Thank you, Liquid Band-Aid. Who wants to touch me?
-On the side of the highway there have always been these
"Deer X-ing" signs with a picture
of a deer crossing the road. These were fine. Now I see they've
added, right beside the Deer X-ing signs, a Moose X-ing sign. Like
people were totally surprised to see a moose on the road instead of
a deer, and they started thinking "Well, if it was a deer I would
have just plowed right through it. But nobody said anything about
MOOSE!" If this keeps up they're going to have to put up new signs
every time a different animal crosses the road, so pretty soon
you'll be seeing a cornucopia of x-ing signs including "Wombat
X-ing," "Homeless Man X-ing," and "Various X-ing Signs X-ing" (that
last one is for when the sign falls onto the highway).
-When you're on hold with customer service, and they tell you that
your call may be monitored, who do you suppose may be monitoring it?
My guess is it's the Commies. I bet between calls they all get
together and make fun of my technical ineptitude for hours on end,
which is why we spend so much time on hold. Somebody put that
Super-Size Me douche on this.
-Who the hell buys shoes on the Internet? Have you ever gone to the
shoe store and asked to try on a size 7 because you've always been a
size 7 and then, after trying on eighteen different pairs, you find
out that at that store you're actually a size 9? Imagine doing that
but tossing the post office into the mix. We'll find life on Mars
before anybody finds a perfect shoe fit the first time. I bet each
successful Internet shoe transaction takes longer than the OJ
Simpson trial, only with slightly less justice being served.
-McDonald's really needs to stop putting "Smiles are free" on their
menu. We get it. Your employees are friendly. Now stop defecating in
my burger and don't give me any of this "we're out of iced tea"

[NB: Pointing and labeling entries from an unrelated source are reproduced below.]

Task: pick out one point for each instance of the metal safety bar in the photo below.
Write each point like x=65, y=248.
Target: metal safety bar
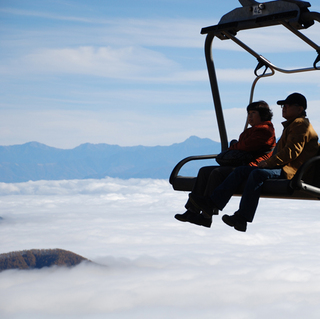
x=293, y=15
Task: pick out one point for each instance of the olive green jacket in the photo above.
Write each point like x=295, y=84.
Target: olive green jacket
x=298, y=143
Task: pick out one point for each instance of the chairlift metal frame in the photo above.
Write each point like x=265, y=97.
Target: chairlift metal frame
x=293, y=15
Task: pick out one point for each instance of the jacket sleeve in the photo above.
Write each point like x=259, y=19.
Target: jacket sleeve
x=294, y=145
x=253, y=139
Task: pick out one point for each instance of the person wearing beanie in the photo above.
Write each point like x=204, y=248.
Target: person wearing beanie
x=258, y=141
x=297, y=144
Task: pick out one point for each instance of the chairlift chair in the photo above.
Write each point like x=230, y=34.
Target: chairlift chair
x=294, y=15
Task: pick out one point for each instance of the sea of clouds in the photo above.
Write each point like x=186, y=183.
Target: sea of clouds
x=149, y=265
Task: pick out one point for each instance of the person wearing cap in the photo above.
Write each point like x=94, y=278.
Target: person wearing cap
x=297, y=144
x=258, y=140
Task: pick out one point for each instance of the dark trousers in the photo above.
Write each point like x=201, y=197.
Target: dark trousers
x=208, y=179
x=250, y=197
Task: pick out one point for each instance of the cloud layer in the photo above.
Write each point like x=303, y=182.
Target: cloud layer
x=150, y=265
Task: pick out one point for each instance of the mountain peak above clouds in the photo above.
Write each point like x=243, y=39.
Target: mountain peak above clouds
x=36, y=161
x=39, y=258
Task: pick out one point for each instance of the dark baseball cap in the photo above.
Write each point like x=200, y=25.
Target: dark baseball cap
x=294, y=98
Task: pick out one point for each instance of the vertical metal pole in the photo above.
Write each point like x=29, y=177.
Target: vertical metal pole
x=215, y=92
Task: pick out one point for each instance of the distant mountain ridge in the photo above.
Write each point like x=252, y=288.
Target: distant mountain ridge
x=36, y=161
x=39, y=258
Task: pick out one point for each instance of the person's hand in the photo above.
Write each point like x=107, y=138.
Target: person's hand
x=263, y=164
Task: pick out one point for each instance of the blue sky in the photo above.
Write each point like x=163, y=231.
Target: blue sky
x=133, y=72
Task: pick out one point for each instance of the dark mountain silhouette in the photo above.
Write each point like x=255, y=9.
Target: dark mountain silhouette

bullshit. I think just once McDonald's should try charging for
smiles, just to see if they'll get any takers. ("McDonald's: We're
Friendly For A Price.")
-If they really want to make
amusement park haunted houses scary, they should try putting some
Olympic-caliber women's shot put athletes in there. I looked one of
them in the eye once and couldn't pee for six days. I can't believe
they keep showing these abominations of nature on television all the
time. You can't usually see people that ugly without paying
admission first.
-I'm getting damn sick of seeing jewelry store robberies on the
news. You see the employees every time looking all shocked and
traumatized, talking to the cameras about how scared they were, and
then the journalist says it's the third time they've been robbed
this month. Goddamnit people you work in a jewelry store! You'd
think you would get used to it by now. It's like all those people in
Florida standing outside their ruined trailer homes saying, "I can't
believe my house was destroyed by a hurricane. Again."
-One of my favorite things to do in my spare time is watch the stock
quotes that come on at the end of the local news. If you read the
newspaper (and I hope to God you don't, because that would make you
an old person) you know that there are approximately 80 hillion
bajillion stocks available for purchase. And yet at the end of the
local news, they only show like four. And they always sound like
monsters in a Godzilla movie. At first I thought they just showed
the biggest movers and shakers in the stock market world, but then I
noticed that some of the stocks had moved only a few pennies up or
down, while another hadn't moved at all. So what do you think the
chances are that, while watching the local news, someone jumped up
in excitement and yelled out, "All right! My Rodan stock went up 0.8
cents! I'm getting me a new car, or at least a new cupholder."
-I got a spam email that promised to add three inches to the length
of my penis. That sounded pretty good. I got the pills, and they
worked like a charm. The next day I got two more emails, each
promising to add four inches. Those worked pretty well too. It's now
been a month, and I figure only a few more bottles and I'll have
that three-footer I've always wanted.
-Quote of the Moment: One of my friends, on body piercing: "They say
if you get your tongue pierced it makes oral sex twice as
pleasurable. So I got my dog's tongue pierced, 'cause he's always
licking himself, but he just doesn't seem to care."